Я останавливаюсь у аптечной витрины. Надо бы выбрать масло, для втирания после депиляции. И крем, но не слишком густой, чтобы делать массаж. Наши клиенты хотят самые лучшие средства: они часто капризничают, но на их капризах экономить не стоит. 
Сквозь детские погремушки Кикко, в отражении витрины, я вижу себя, стоящую на той самой улице, там, где слева больница Лорето, а справа растут деревья, и вспоминаю тот день.
Марио тоже услышал шум скутера. Он еще раньше и быстрей, чем Роберто, понял, что последует за гулом мотора. Он и сам нередко выполнял такие задания. Он понял, что им нужен кокаин, только и всего. Они знать не знали, что доход с проданного за неделю товара возвращался к Каписанте в виде процентных облигаций, в восьми разных отделениях почты.
И Марио отнес бы их владельцу, если бы смог.

Он услышал звук мотора, когда дошел до последнего дерева. Там, между стволом и стеной, он выронил сверток. Кто знает, быть может, он думал потом вернуться и подобрать его, когда они уедут. В таком городе, где мусор на каждом углу, на бумажный сверток никто не обратит внимания. Он думал, что на скутере кто-то стоящий, Луиджи, или Пеппино.

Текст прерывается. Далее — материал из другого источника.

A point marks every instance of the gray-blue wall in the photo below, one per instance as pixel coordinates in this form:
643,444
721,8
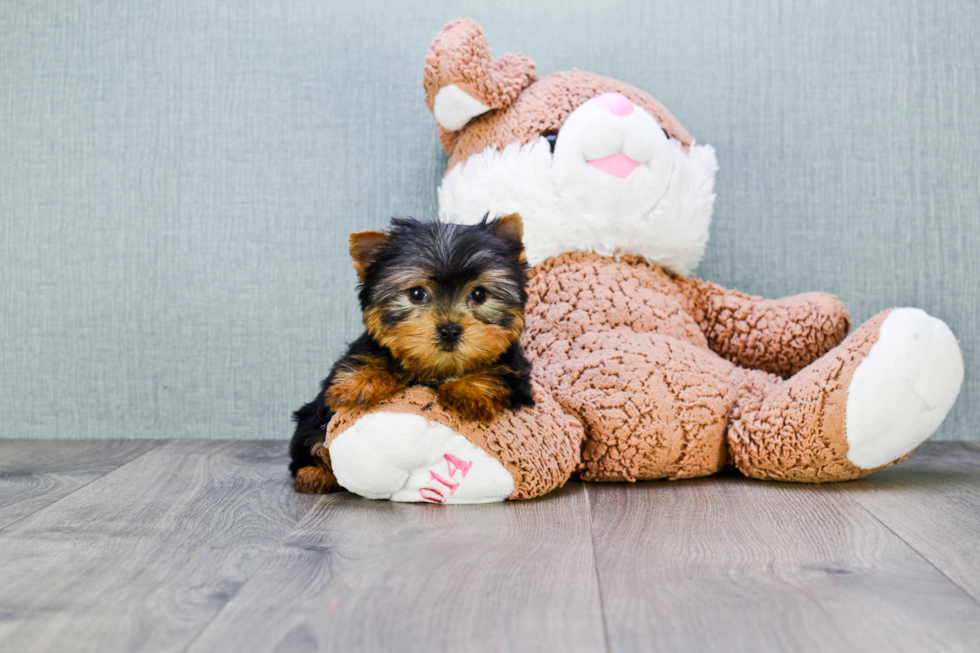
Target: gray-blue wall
178,179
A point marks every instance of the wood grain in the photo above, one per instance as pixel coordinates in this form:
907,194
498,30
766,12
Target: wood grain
360,575
727,563
36,473
143,558
932,501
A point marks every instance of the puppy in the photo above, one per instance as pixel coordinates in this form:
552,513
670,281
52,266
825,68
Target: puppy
444,307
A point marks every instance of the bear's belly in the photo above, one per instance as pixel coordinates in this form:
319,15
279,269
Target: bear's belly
577,295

Этот всегда знал, что сказать и куда бить. Марио спустился по лестнице, и его лицо ничего не выражало, он расслабил спину,  прямо, как я сейчас.

Пока те занимались Марио, Роберто поднял сверток. Потом он присел,  скрючившись на ступеньке, чтобы спрятать находку и побороть ужас. В туалете больницы он осознал свою удачу, риск, с которым она сопряжена,  ответственность, необходимость лгать и потребность быть честным, свои сомнения, и то, что он не может принять никакого решения. А потом на него, как снег на голову, свалился Тонино.

Если бы Роберто сразу отдал мне сверток, возможно, меня бы и не посадили. А может быть, посадили бы еще раньше. А может, он ждал, что я соглашусь стать его женой, и планировал сделать подарок. Или просто боялся. Или  ждал, пока о свертке забудут, чтобы понять, как лучше поступить. Каписанте решил, что все забрали убийцы, и поэтому ничего у меня не искал. А я даже не знала о существовании облигаций, поэтому никто ими не интересовался. А потом, такие деньги как доход за неделю… Шеф бы пустил их на то, чтобы выложить дом плиткой и поставить урну от Версаче, и только-то. Знал бы он, что теперь на его героин я покупаю медовые маски для лица: Тонино прекрасно умеет их наносить.

Старик, что стоит передо мной, твердит аптекарше, что ему нужно  успокоительное, говорит название. В тюрьме я тоже принимала эти таблетки. Говорит, рецепт потерял, но он, мол, точно был.
- Дай ты ему эти таблетки, ладно тебе,   – говорю я.  –  Не слишком ли ты на себя берешь, решая, спать или не спать этому старику. Учитесь, учитесь, да все без толку.
Вот и психолог в тюрьме, она тоже ошиблась. Когда после столького времени ты перестаешь задыхаться от дикой гонки, ты прекрасно осознаешь этот момент. Это все равно, что снять туфли на шпильках и влезть в домашние тапочки. Постепенно ступня вновь принимает свою форму, нога расслабляется. Еще немного, и ты начинаешь шаркать при ходьбе, а потом появляется животик. Ты знаешь, что когда ты такая, никто не станет за тобой ухаживать. И знаешь, что пока ты в тапочках, далеко не уйдешь. Но снимать их не хочется.